Gamma radiation may be used to sterilize Terlux. The doses of gamma radiation usually used for sterilization, 25-35 kGy (2.5-3.5 megarads), have no effect on the mechanical properties of specimens made from Terlux. However, gamma radiation does cause some yellowing, the extent of which depends on the radiation dose used. This effect can be reversed almost completely on storage in light. A grade developed specifically for radiation sterilization with reduced color change is available on request.[19]

Electron Beam Radiation Resistance: E-beam radiation will generally cause a decrease in the impact strength of ABS.

Lustran ABS 248 injection molded specimens were irradiated at 1.5, 2.5, 3.5 and 5.0 megarad of beam radiation.
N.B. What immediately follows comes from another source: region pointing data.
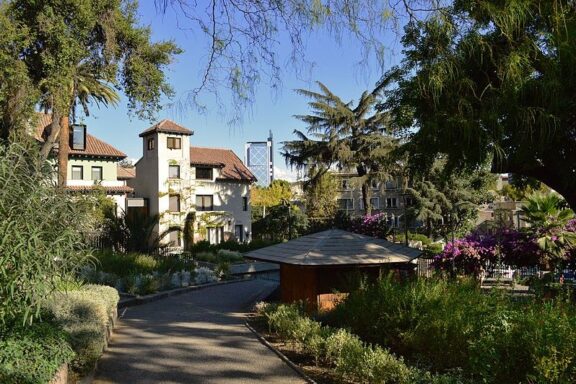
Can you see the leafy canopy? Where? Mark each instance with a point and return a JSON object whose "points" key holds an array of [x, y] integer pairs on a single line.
{"points": [[345, 136], [490, 80], [59, 50]]}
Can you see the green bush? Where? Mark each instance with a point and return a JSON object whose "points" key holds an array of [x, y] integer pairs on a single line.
{"points": [[346, 353], [229, 256], [32, 354], [207, 257], [123, 265], [85, 315], [148, 284], [41, 233], [455, 326]]}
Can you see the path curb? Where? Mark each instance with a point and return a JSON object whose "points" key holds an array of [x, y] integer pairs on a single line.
{"points": [[283, 357], [161, 295]]}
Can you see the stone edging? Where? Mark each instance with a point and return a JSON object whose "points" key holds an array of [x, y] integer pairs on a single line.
{"points": [[178, 291], [283, 357]]}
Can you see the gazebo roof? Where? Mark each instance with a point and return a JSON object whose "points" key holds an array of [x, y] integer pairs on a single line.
{"points": [[335, 247]]}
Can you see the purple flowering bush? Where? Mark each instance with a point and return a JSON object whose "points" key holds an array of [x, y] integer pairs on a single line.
{"points": [[471, 254], [375, 225]]}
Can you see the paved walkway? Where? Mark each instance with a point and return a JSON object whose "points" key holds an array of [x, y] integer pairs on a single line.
{"points": [[197, 337]]}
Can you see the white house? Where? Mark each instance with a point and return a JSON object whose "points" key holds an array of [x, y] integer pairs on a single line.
{"points": [[92, 163], [207, 189]]}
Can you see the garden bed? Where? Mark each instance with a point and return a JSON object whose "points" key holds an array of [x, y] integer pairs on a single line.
{"points": [[304, 361]]}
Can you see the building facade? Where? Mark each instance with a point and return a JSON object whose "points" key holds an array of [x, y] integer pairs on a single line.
{"points": [[206, 190], [92, 163], [387, 197], [259, 158]]}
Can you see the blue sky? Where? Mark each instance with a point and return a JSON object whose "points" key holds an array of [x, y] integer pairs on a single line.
{"points": [[334, 64]]}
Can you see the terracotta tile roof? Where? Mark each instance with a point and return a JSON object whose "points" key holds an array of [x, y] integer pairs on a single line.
{"points": [[167, 126], [110, 190], [232, 168], [125, 172], [94, 146]]}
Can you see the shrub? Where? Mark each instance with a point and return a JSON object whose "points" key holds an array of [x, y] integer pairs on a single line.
{"points": [[222, 269], [123, 265], [85, 315], [229, 256], [351, 358], [148, 284], [454, 326], [41, 233], [107, 294], [33, 354], [205, 275], [208, 257]]}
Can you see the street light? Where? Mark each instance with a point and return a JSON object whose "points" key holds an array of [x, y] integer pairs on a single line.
{"points": [[286, 203], [405, 219]]}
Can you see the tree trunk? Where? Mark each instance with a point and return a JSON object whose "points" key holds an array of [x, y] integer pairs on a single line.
{"points": [[50, 141], [558, 175], [361, 171], [366, 199], [63, 150]]}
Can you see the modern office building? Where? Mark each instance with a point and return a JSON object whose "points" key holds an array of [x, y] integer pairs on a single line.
{"points": [[259, 158]]}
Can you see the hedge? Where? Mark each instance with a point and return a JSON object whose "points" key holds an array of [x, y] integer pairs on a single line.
{"points": [[33, 354]]}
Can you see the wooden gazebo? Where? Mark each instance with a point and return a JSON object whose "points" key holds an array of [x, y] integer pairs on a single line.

The Izod impact values (ASTM D256) showed linear decrease with increasing dose level. At 5.0 megarad, it lost 5-10% of its original impact value. There was no measurable change in tensile modulus, and an increase in tensile stress at yield of 10 %to 18% was noted (ASTM D638). There was a 5% to 15% difference in tensile stress at fail between the control and irradiated samples. Tensile elongation at yield exhibited a slight increase. The results of tensile elongation at fail (ASTM D638) were extremely variable. Virtually no change in flexural modulus (ASTM D790) was noted. No obvious trends in flexural modulus (ASTM 790) were observed, with values fluctuating plus or minus 5.0%. At 2.5 megarad discoloration was minimal. With increases in dosages uo to 10.0 megarad, the samples turned green, color increased with higher doses. During experimentation, a “fading” effect was observed. After time, the discoloration of all samples was barely perceptible.[18]

Lustran ABS 743 injection molded test specimens were irradiated at doses of 1.5, 2.5, 3.5 and 5.0 megarad of beam radiation. The Izod impact (ASTM D256) value showed a linear decrease with increasing dose level. There was no measurable change in tensile modulus (ASTM...